A Hidden State Between Liquid And Solid May Have Been Found

Glass might look and feel like a perfectly ordered solid, but up close its chaotic arrangement of particles more closely resemble the tumultuous mess of a freefalling liquid frozen in time.

Known as amorphous solids, materials in this state defy easy explanation. New research involving computation and simulation is yielding clues. In particular, it suggests that, somewhere in between liquid and solid states is a kind of rearrangement we didn’t know existed.

According to scientists Dimitrios Fraggedakis, Muhammad Hasyim, and Kranthi Mandadapu of the University of California, Berkeley, there is a behavior on the temperature boundary of supercooled liquids and solids where the static particles remain excited, ‘twitching’ in place.

We’re largely familiar with three fundamental states of matter in everyday life: solid, liquid, and gas, or vapor.
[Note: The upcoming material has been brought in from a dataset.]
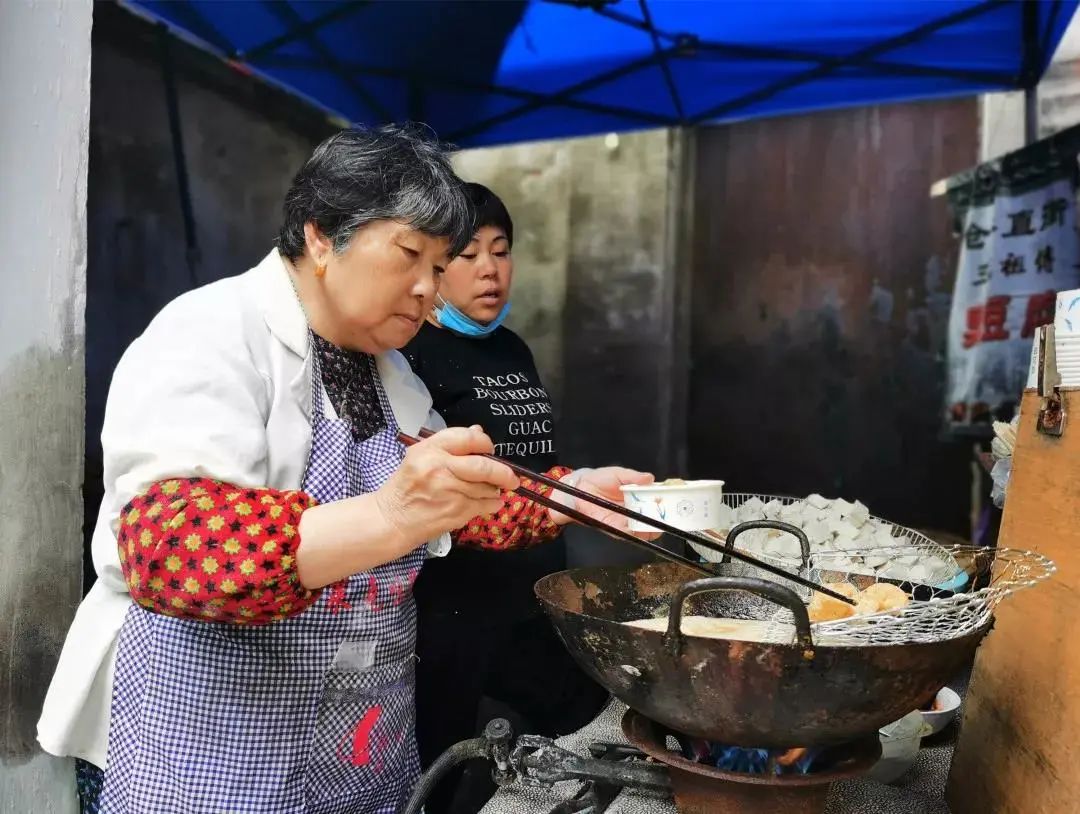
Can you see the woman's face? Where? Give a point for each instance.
(377, 293)
(477, 281)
Each is defined by the relationships between their particles and surrounds.

When one of these changes into another one – a solid melting into a liquid, or a liquid evaporating into a gas, for instance – this is known as a state transition.
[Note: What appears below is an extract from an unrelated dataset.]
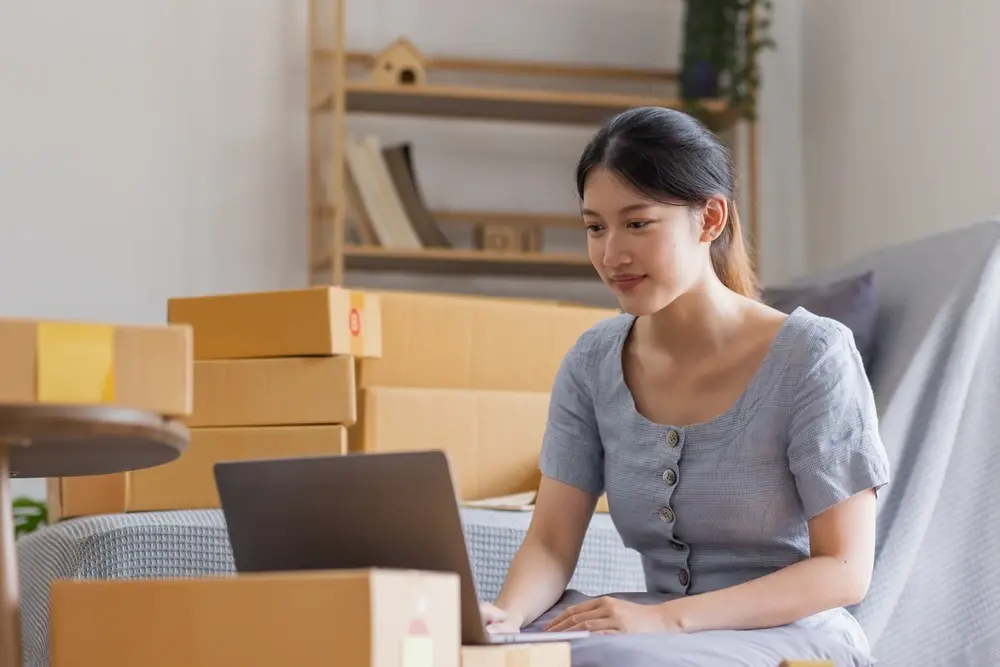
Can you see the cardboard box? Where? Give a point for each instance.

But matter is quite a bit more complex than just those three basic states. Atoms can become so hot, for example, their charges fly apart to form a plasma. Cooled right down, some classes of particle can lose their identity altogether to blend into a quantum blur.
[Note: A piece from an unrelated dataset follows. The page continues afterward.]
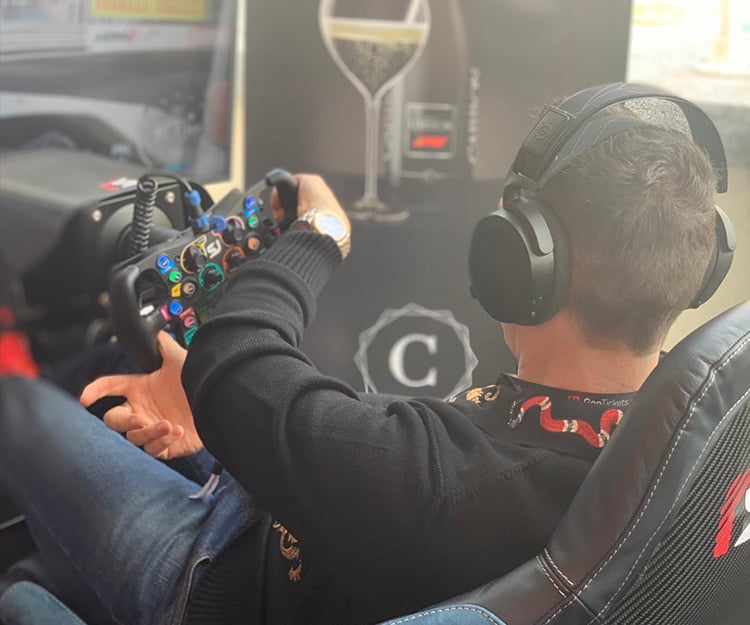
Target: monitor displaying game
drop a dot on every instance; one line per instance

Amorphous solids are strange mixes of well-ordered solids and loosely-bound liquids. Where particles within solids tend to form predictable connections with their neighbors once they lock into place at suitably low temperatures, amorphic solids have the disordered arrangement of a liquid.Just how these seemingly haphazard connections switch from viscous streams of flowing molecules to a static landscape is far from obvious.

Using glass as the most familiar example, its constituent elements of oxygen and silicon flow when heated. Cooled slowly, those particles have time to form into an ordered crystal structure called quartz. If it cools quickly, the particles somehow retain a disordered arrangement; this is the point at which it becomes an amorphous solid, and the temperature at which it occurs is the onset temperature.

Fraggedakis, Hasyim, and Mandadapu used computation and simulation, combined with the results of past experiments, to determine that this transition might not be so neat, featuring a special activity of particles sitting between their normal liquid and supercooled states.